Courtesy of Weeels
The new smart phone app Weeels matches prospective taxi riders in New York City so they can share on cab fare.
The new smart phone app Weeels matches prospective taxi riders in New York City so they can share on cab fare. Courtesy of Weeels
Subways, buses, taxis — it's the way of life for most New Yorkers. But depending on the time of day and the part of the city, service can be spotty, infrequent or in the case of recent budget problems, cut altogether.
There's a new cab service that hopes to fill in some of those gaps, cut costs in half and perhaps help expand people's social networks — all from a mobile phone.
A Match Maker
It's a Saturday night and Lydia Bell, 25, is on the sidewalk in the bustling Hell's Kitchen area of Manhattan, N.Y. She's balancing a slice of pizza in one hand, and the other is tapping away on her iPhone.
She is trying to get to Brooklyn but can't afford the $25 cab fare. So she's trying out the iPhone app Weeels, which finds other prospective riders who are nearby and going to the same place. The matched-up riders can then share the cost of the ride.

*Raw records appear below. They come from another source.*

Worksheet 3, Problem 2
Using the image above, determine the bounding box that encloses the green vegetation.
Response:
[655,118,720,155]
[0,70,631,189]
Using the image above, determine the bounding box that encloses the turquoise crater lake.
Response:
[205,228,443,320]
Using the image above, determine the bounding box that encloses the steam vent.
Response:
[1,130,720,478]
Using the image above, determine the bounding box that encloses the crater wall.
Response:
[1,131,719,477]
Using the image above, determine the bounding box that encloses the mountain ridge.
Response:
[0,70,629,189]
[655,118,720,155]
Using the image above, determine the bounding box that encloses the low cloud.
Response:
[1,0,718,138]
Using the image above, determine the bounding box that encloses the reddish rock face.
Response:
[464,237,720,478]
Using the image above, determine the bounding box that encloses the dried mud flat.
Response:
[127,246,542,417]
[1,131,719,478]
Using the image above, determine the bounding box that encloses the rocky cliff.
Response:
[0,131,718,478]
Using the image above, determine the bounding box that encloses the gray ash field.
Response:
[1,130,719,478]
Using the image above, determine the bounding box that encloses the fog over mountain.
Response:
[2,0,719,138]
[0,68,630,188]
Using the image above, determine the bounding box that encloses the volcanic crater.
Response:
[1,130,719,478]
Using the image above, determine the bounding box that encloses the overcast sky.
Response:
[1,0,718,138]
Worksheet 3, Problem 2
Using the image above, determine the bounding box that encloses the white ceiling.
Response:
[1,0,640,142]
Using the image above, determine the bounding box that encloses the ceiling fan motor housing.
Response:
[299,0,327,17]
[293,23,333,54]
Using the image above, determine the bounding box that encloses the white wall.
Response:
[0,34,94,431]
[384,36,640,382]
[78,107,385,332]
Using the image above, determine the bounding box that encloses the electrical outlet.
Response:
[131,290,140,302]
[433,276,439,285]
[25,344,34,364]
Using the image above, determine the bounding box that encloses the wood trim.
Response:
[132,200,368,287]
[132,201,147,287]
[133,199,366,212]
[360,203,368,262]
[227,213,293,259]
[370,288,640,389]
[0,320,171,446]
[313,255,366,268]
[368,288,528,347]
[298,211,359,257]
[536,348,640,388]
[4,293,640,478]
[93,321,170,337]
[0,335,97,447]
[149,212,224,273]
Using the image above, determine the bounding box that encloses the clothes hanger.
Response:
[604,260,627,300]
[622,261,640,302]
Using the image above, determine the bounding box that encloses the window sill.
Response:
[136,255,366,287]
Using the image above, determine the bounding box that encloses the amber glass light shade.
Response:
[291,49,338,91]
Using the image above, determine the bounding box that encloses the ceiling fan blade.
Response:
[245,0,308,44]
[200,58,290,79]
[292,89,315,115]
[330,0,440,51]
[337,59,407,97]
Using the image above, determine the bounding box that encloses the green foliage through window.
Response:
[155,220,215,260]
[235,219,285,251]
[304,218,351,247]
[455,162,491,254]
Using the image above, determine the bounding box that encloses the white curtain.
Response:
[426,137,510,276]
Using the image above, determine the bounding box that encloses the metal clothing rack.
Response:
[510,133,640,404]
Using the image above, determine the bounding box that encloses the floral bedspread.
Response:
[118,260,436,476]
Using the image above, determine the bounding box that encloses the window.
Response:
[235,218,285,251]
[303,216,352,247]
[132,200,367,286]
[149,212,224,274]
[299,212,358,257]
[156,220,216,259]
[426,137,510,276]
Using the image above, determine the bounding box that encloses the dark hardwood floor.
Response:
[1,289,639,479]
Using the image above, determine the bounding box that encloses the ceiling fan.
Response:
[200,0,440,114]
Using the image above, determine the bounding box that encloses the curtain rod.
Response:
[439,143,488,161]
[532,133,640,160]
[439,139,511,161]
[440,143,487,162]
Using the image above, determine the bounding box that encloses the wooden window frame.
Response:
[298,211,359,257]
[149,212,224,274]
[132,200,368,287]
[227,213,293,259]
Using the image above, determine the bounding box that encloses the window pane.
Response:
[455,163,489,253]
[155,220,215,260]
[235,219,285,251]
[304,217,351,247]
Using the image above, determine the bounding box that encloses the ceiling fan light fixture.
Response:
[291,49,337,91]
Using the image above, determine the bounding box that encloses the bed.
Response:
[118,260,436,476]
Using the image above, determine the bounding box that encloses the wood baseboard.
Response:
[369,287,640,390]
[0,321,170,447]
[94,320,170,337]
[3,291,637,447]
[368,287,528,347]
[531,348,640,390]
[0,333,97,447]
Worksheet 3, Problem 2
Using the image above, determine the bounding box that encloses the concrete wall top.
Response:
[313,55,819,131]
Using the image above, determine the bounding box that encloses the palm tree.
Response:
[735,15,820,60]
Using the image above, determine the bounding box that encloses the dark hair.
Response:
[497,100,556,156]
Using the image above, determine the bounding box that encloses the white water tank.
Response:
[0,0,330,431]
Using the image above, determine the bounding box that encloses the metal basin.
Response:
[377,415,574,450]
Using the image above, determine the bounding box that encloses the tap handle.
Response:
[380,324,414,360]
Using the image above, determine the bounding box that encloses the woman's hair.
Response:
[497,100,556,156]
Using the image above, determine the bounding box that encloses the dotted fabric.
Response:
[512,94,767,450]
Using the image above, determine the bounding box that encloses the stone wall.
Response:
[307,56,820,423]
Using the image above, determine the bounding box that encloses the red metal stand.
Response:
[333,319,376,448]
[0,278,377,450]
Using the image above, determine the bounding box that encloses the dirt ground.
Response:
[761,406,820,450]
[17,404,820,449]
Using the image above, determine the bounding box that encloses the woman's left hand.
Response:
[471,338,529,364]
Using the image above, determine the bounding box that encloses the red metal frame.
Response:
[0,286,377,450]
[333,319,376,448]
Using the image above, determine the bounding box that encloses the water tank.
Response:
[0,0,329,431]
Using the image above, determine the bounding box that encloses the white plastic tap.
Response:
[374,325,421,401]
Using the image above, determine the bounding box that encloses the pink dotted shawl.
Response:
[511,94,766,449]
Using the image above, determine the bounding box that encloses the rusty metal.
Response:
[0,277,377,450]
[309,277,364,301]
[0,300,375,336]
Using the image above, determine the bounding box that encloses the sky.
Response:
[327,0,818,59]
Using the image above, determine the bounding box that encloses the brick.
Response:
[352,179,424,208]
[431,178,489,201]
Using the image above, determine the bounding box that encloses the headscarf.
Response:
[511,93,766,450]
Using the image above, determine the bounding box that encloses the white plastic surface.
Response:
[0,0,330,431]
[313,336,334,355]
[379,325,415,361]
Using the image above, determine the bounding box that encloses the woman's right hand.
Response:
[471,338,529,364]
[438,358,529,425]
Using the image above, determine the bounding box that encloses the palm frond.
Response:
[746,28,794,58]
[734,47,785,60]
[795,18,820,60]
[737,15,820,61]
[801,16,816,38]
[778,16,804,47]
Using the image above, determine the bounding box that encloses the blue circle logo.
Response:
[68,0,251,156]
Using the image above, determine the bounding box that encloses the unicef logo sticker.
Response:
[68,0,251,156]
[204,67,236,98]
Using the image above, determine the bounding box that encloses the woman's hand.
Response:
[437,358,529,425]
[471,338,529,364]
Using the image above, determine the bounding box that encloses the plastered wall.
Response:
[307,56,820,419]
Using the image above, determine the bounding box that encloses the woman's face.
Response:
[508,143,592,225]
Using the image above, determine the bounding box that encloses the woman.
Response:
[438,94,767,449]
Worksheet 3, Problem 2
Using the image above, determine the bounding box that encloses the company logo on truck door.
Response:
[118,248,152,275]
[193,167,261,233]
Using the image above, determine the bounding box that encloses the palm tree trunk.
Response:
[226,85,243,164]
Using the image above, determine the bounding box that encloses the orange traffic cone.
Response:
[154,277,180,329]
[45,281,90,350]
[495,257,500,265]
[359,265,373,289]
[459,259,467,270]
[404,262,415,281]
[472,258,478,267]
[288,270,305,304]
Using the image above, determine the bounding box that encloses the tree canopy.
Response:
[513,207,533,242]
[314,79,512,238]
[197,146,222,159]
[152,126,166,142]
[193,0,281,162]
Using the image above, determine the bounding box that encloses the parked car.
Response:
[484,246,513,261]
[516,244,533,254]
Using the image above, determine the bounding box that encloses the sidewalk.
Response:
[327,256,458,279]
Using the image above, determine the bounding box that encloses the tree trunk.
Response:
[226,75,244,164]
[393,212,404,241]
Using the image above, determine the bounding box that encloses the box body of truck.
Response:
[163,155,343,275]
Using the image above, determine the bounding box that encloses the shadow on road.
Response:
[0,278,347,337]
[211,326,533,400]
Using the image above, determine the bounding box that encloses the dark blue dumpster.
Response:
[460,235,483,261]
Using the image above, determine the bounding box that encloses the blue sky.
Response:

Here's a list of more ride-share apps that might come in handy for the frugal and/or eco-conscious:
Carpooling: Sharing a ride has gone hi-tech. Ride Share Pro: This app says it "eases" ride sharing. RideRemedy: Users can create a carpool, share a cab, find a ride and help the environment. They can also calculate the money saved and CO2 emission reduction for each ride. PickupPal: Similar to online dating, this app matches drivers and passengers based on preferences and route. iRide Connect: This app matches travelers and commuters who want to share cabs or shuttles. GreenRiders: An app that is focused on environmentally friendly travel. Users can choose who they share a ride with, and there is an added bonus: It can be good for your social life. Matchride: A ride-sharing system Taxi Magic: A free service that allows users to book a taxi and track its arrival. Zipcar: An app that allows members to find and reserve Zipcars anywhere the vehicles are available. Users can also honk their Zipcar's horn with the app.
The app is only a couple months old, and so far it is growing by word of mouth.
Bell signed up as an early tester, and she isn't worried about sharing a backseat with a stranger.
"In general I don't think it's too much different than sitting next to some random stranger on the subway," she says.
After a match is found, Weeels gives Bell a meet-up address.
"I have these buttons that say 'car's not here,' 'everyone's here,' 'text partner' or 'partner info,'" Bell says. As she walks towards her ride-share partner, Bell says she will text the girl if she does not recognize her in the crowd.
There are some glitches. The meet-up spot is a dozen blocks away. It's 11 p.m., and Bell is walking down a street that she admits is a little creepy. And her iPhone battery dies. Finally, she meets her fellow rider.
Mass Transit Camaraderie
"I think at heart Weeels was conceived as a political project," says founder and CEO David Mahfouda.
The app was inspired by a trip Mahfouda, 27, took on the Trans-Siberian Railroad a few years ago. He liked the way strangers developed a sense of camaraderie while taking mass transit.
Back home, Mahfouda wanted to develop a way to move people more efficiently and focused on cabs. Weeels is also a part of StarLab, a non-profit think tank that promotes social transportation.
"The trick is how you maximize the utility of these vehicles that are already functional that are just not used well," Mahfouda says.
Weeels works with a cab service to offer pre-negotiated rates for each trip. The request comes into Weeels, and it gives riders the quote and the chance to ride-share.
Using An App 'Makes Sense'
And it's not the only alternative transit app to pop up. Zipcar is a service that lets members rent a car by the hour or day. And Taxi Magic will call you a cab.
"Increasingly, as we have our phones with us all the time, and we're understanding what it's like to be consistently and persistently connected, it makes a lot more sense if you could go ahead and use an application," says Christina Warren, who writes about Apple and mobile phones for the technology site Mashable.com.
Safety is still a main concern, though. Mahfouda says, with Weeels, user profiles let potential partners screen each other. And they can rate their experience afterward. Plans are in the works to show users how they're connected. Mahfouda says he thinks that will help people become a little braver.